Началась наша жизнь в Котове с октября 1929 года.
Тогда многих лишенцев выселяли из Москвы. Среди них оказались старушки, в том числе из бывшей артели "Расшитая подушка". Одной из них была княжна Христина Голицына, в чьем сундуке уже после ее смерти Ираклий Андроников на станции Перхушково обнаружил портрет девицы Н. Ф. И., в которую был влюблен Лермонтов.
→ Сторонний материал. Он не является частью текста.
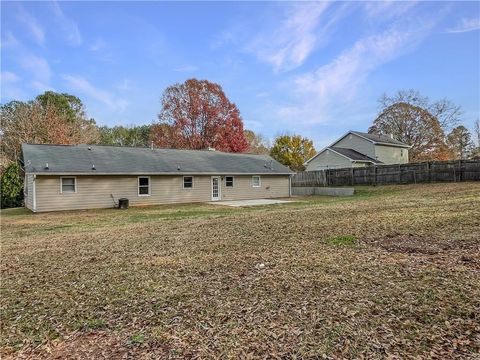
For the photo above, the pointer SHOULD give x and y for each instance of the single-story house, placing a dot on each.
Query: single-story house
(359, 149)
(66, 177)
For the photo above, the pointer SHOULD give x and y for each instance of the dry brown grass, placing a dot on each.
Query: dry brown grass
(391, 272)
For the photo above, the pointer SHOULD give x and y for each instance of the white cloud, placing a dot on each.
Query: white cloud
(8, 40)
(466, 25)
(186, 68)
(385, 10)
(40, 72)
(287, 46)
(97, 45)
(124, 85)
(82, 85)
(8, 76)
(32, 25)
(68, 27)
(336, 84)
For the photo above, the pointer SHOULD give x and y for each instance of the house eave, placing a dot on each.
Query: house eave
(180, 173)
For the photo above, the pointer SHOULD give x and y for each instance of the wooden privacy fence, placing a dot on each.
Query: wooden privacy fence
(432, 171)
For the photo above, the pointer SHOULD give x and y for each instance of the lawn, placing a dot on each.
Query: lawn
(392, 271)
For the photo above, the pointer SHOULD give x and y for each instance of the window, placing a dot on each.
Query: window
(68, 185)
(143, 186)
(188, 182)
(229, 181)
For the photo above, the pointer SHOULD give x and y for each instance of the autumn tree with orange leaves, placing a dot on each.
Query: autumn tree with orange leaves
(198, 115)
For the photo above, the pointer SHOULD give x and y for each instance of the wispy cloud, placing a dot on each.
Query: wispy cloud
(39, 69)
(68, 27)
(318, 90)
(31, 24)
(9, 40)
(186, 68)
(8, 77)
(287, 46)
(82, 85)
(385, 10)
(97, 45)
(466, 25)
(11, 86)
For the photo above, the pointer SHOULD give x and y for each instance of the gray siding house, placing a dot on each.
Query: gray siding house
(358, 149)
(68, 177)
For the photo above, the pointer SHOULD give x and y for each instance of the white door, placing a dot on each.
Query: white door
(216, 188)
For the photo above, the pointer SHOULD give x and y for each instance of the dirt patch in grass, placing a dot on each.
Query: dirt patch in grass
(263, 283)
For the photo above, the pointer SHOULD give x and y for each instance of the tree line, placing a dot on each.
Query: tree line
(197, 114)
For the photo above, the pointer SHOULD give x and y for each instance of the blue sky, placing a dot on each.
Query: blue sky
(316, 69)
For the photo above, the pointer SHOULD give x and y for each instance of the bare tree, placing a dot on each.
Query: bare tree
(413, 119)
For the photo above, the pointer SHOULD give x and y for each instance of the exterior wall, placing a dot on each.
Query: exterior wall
(328, 160)
(357, 143)
(270, 187)
(96, 191)
(391, 155)
(29, 191)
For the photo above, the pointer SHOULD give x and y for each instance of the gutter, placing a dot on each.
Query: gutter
(156, 173)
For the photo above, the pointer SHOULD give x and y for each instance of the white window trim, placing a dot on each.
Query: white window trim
(233, 182)
(149, 185)
(193, 183)
(74, 182)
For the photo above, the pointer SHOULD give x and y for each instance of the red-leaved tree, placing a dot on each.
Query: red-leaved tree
(198, 115)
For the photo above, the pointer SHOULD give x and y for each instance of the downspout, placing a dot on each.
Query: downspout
(34, 193)
(290, 185)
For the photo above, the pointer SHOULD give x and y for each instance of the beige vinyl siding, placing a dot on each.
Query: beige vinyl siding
(328, 160)
(391, 155)
(29, 191)
(355, 142)
(94, 191)
(361, 164)
(270, 187)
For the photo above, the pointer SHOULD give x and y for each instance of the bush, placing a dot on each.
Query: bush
(11, 187)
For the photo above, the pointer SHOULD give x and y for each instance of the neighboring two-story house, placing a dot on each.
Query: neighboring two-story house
(358, 149)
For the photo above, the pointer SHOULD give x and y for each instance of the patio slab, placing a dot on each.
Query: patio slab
(253, 202)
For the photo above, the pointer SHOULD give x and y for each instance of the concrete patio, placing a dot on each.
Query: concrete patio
(253, 202)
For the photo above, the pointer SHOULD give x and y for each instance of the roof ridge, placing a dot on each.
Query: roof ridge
(149, 148)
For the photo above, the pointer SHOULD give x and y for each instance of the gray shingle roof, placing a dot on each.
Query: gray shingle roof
(79, 159)
(380, 138)
(354, 155)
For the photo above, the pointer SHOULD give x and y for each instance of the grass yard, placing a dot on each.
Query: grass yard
(393, 271)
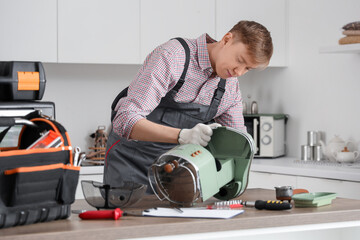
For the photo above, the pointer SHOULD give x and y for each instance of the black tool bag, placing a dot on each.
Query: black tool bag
(36, 185)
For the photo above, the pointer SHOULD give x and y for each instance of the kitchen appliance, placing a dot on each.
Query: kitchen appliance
(101, 195)
(268, 132)
(190, 173)
(336, 144)
(19, 109)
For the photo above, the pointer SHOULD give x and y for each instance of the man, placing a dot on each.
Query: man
(183, 85)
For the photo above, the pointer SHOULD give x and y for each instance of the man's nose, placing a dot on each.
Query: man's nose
(240, 71)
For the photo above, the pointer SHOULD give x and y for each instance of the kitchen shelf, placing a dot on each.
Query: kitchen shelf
(348, 48)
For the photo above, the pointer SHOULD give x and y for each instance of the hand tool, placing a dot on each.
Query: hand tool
(108, 214)
(226, 205)
(268, 205)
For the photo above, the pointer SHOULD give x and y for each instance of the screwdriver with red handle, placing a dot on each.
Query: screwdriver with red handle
(268, 205)
(102, 214)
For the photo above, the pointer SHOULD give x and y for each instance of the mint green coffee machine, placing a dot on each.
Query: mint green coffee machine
(190, 173)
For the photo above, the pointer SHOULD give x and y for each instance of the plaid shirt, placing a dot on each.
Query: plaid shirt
(159, 74)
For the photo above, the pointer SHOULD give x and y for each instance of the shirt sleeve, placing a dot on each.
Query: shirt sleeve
(153, 81)
(233, 116)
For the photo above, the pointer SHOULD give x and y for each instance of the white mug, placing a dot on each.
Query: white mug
(346, 156)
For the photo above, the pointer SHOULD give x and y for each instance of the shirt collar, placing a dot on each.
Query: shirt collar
(203, 54)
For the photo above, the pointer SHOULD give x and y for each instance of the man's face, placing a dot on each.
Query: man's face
(232, 59)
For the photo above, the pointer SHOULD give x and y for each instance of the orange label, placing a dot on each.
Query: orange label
(28, 81)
Выселяли священников, выселяли нэпманов — тех, которые, несмотря на жуткие двойные, даже тройные налоги, изо всех сил держались за свое производство или торговлю. Знакомая семья Никуличевых до последнего дня цеплялась за свою просторную квартиру в Мертвом переулке, они надеялись на чью-то защиту. Явились их выселять, стали вышвыривать из шкафов книги. Была у них роскошная хрустальная люстра. Выдернули ее из потолка с корнем, разбились многие части. Никуличевы переехали в собственную дачу в Ильинское, а их сын отправился в Сандуновские бани, снял там отдельный номер, вскрыл себе вены и истек кровью в ванне.
Я уже упоминал Александра Александровича — дядю Шурика Раевского, женатого на родной тетке нашей Елены баронессе Надежде Богдановне Мейендорф — иначе тете Наде. Получив десять лет, дядя Шурик сидел в "рабочем коридоре" Бутырок, Неожиданно арестовали тетю Надю и отправили в Карелию. Остались три дочери — девочки, младшая совсем малышка, со своей верной няней. Жили они в начале Арбата в отдельной квартире. Их тоже выселили. Я был в числе тех, кто помогал им переселяться, сопровождал подводы до Лосиноостровской, где они вместе со своей также выселенной родственницей Уваровой сняли зимнюю дачу.
Тетя Надя провела в лагерях недолго. Ее вызволила оттуда все та же благодетельница Пешкова. С ее помощью тетя Надя с дочерьми и верной няней получила две комнаты в общей квартире на Староконюшенном переулке.
Дядя Шурик, просидев в Бутырках десять лет, был сослан в город Миасс на Урале, оттуда вернулся в Москву перед самой войной. Его вновь арестовали, и он исчез навсегда. Лет через двадцать скончалась тетя Надя. На ее отпевание в церкви Ильи Обыденного собрались все те бывшие, которые уцелели, несмотря на ужасы тридцатых и сороковых годов. Встретившись, мы не сразу узнавали друг друга. По дороге на кладбище не могли наговориться, все вспоминали нашу молодость.